I have an M5 with all the lenses, and I really love it for my personal photography, and today, I received a 7Artisans 7.5mm F2.8 fish-eye lens.
I wanted a fish-eye for a long time but didn't want to stump up the coin for something that is only for fun, but at $139 I figured why not.

The lens looks good and images through the viewfinder look great, and fully manual operation is no problem for me either, but when I mount the lens on the camera, it won't take a photo!
I've switched off all the peripheral nonsense, but I can't find the menu item that allows you to take pictures without a lens on, and obviously, the camera thinks there is no lens on it.

Anyone have any experience with using fully manual lenses on the M5 or M6?


----------



## Ryananthony (Oct 26, 2017)

I don't own an M5, but out of curiosity I started looking through the online manual.
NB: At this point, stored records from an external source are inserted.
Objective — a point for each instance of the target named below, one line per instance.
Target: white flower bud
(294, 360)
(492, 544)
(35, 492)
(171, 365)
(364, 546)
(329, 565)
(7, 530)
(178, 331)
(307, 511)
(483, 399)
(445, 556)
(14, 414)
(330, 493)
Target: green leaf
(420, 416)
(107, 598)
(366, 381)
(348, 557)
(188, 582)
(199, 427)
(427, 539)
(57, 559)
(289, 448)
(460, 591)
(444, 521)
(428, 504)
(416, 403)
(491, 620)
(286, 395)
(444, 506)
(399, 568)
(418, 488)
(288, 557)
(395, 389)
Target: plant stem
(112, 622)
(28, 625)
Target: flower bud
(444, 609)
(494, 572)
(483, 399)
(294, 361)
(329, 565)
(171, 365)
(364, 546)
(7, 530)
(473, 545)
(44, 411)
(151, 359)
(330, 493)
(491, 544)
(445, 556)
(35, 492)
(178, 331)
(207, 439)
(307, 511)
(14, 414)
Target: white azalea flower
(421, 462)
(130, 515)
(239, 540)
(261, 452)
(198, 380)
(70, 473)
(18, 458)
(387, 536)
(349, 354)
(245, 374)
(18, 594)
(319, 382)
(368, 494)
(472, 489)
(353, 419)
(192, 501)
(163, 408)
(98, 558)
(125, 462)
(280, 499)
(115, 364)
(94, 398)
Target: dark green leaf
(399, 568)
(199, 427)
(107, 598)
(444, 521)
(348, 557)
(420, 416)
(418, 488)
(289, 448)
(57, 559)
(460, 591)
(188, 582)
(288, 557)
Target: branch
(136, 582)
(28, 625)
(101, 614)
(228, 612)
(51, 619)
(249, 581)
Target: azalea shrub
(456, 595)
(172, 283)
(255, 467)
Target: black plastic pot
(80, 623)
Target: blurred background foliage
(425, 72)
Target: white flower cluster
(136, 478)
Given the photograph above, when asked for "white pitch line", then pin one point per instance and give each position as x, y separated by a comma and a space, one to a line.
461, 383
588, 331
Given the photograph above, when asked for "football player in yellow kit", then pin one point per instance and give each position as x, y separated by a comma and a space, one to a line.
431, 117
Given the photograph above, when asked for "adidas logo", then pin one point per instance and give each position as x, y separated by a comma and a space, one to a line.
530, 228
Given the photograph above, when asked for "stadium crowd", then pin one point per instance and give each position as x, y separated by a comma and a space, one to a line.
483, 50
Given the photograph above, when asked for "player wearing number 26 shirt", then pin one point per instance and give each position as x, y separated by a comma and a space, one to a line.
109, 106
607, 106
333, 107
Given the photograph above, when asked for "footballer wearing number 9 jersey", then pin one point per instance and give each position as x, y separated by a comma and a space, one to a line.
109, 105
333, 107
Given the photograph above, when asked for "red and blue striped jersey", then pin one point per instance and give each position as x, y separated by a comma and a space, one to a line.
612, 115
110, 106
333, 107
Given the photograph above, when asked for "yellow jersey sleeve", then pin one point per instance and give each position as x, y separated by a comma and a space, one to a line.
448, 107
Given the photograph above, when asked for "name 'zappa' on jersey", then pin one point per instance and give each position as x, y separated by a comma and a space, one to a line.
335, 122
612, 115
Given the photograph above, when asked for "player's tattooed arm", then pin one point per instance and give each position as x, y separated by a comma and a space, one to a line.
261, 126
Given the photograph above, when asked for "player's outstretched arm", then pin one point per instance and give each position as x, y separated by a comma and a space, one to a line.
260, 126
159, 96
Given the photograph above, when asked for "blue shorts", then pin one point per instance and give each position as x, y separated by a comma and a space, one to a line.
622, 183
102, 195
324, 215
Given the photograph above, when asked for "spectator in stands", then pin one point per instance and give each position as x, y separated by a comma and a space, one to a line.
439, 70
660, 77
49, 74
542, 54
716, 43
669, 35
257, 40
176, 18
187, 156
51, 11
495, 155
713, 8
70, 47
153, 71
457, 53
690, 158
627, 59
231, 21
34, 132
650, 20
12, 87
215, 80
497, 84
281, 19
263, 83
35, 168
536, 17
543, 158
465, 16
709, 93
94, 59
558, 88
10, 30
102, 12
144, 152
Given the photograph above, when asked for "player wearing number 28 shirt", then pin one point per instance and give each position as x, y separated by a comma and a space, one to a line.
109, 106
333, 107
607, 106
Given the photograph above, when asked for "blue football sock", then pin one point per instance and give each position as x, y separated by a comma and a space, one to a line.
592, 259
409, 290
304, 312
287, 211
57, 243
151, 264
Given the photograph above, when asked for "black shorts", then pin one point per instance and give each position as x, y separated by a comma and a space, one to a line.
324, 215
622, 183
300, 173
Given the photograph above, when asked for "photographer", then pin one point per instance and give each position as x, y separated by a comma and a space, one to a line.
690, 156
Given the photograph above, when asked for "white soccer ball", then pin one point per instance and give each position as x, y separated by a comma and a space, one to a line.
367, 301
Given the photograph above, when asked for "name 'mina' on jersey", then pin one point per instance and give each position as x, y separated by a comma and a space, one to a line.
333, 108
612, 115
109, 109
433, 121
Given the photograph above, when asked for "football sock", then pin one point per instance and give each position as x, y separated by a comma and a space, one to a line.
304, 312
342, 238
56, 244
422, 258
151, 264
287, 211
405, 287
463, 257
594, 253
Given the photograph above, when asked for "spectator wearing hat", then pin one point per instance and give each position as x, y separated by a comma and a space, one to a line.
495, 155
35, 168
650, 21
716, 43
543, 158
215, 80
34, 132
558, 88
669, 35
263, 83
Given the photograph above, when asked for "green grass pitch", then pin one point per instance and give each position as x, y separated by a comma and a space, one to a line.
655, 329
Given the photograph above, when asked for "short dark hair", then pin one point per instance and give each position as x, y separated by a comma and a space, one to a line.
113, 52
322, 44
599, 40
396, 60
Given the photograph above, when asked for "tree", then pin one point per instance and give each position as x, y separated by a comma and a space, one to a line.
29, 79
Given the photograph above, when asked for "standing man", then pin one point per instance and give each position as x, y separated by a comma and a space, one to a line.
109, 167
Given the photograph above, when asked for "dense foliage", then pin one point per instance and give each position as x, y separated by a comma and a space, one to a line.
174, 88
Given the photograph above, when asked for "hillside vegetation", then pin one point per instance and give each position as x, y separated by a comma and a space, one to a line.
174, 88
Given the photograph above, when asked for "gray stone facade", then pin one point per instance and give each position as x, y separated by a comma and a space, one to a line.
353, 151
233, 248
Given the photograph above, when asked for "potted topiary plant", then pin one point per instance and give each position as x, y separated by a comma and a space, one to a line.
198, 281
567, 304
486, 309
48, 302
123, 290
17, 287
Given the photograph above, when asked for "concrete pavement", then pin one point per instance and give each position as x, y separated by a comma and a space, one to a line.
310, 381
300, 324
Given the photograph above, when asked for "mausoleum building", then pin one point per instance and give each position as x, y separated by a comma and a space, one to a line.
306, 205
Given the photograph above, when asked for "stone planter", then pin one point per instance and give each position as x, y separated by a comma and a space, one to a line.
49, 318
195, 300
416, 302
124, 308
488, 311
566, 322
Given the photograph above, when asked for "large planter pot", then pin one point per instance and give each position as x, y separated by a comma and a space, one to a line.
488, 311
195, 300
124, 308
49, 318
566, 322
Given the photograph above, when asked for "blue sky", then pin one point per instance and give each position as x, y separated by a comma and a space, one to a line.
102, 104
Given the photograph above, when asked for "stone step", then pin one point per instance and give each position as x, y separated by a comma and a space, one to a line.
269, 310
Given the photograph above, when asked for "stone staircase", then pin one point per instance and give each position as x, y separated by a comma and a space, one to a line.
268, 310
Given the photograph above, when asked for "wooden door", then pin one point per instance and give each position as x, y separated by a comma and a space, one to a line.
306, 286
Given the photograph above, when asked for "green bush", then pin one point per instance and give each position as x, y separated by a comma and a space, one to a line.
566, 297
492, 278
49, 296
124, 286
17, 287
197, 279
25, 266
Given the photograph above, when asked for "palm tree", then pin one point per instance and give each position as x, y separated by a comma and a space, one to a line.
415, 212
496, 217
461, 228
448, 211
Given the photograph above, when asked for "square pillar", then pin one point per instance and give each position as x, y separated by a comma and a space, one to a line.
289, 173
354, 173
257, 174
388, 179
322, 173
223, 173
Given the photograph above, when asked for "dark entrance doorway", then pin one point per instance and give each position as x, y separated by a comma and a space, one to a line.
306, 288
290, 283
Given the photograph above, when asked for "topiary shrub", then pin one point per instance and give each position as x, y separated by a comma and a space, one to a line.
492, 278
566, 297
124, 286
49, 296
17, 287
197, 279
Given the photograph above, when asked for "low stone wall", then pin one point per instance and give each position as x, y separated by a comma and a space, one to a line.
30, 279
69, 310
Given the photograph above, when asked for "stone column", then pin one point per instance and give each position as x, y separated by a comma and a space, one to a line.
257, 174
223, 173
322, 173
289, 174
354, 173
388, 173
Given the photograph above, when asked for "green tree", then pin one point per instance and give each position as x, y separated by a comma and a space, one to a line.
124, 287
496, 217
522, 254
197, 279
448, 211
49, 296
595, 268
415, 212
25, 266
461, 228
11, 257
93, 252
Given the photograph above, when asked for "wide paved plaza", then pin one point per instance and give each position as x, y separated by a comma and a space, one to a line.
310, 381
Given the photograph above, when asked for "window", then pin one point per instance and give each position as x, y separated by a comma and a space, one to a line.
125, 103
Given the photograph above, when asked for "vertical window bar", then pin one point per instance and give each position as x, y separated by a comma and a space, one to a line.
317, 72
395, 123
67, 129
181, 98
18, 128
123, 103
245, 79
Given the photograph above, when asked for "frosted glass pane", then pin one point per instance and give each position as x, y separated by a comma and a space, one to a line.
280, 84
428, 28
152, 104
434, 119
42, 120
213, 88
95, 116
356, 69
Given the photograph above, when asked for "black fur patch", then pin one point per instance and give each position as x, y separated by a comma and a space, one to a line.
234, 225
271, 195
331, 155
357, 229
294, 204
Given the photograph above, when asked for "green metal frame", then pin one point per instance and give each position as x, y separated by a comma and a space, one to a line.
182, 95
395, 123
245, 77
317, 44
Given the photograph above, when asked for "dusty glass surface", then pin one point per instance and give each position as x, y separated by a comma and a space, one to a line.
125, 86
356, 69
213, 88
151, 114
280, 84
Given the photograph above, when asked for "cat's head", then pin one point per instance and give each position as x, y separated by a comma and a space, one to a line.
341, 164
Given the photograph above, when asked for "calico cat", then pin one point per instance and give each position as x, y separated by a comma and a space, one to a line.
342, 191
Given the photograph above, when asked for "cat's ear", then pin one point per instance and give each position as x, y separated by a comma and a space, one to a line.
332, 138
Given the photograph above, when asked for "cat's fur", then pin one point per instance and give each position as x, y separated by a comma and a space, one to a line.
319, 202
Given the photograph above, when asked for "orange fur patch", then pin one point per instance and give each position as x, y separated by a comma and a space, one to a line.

I was unable to find anything, and the only mention of adapting lenses I could find was adapting to EF/EFS. If anyone figures this out from the manual, I would love to know where you found the info!


----------



## littleB (Oct 26, 2017)

Bennymiata said:


> I have an M5 with all the lenses, and I really love it for my personal photography, and today, I received a 7Artisans 7.5mm F2.8 fish-eye lens.
> I wanted a fish-eye for a long time but didn't want to stump up the coin for something that is only for fun, but at $139 I figured why not.
> 
> The lens looks good and images through the viewfinder look great, and fully manual operation is no problem for me either, but when I mount the lens on the camera, it won't take a photo!
> ...


You need to tweak CFn II (shoot w/o lens).


----------



## Bennymiata (Oct 26, 2017)

Thanks littleB.
I knew one of you learned people would know what to do.

Works perfectly now!


----------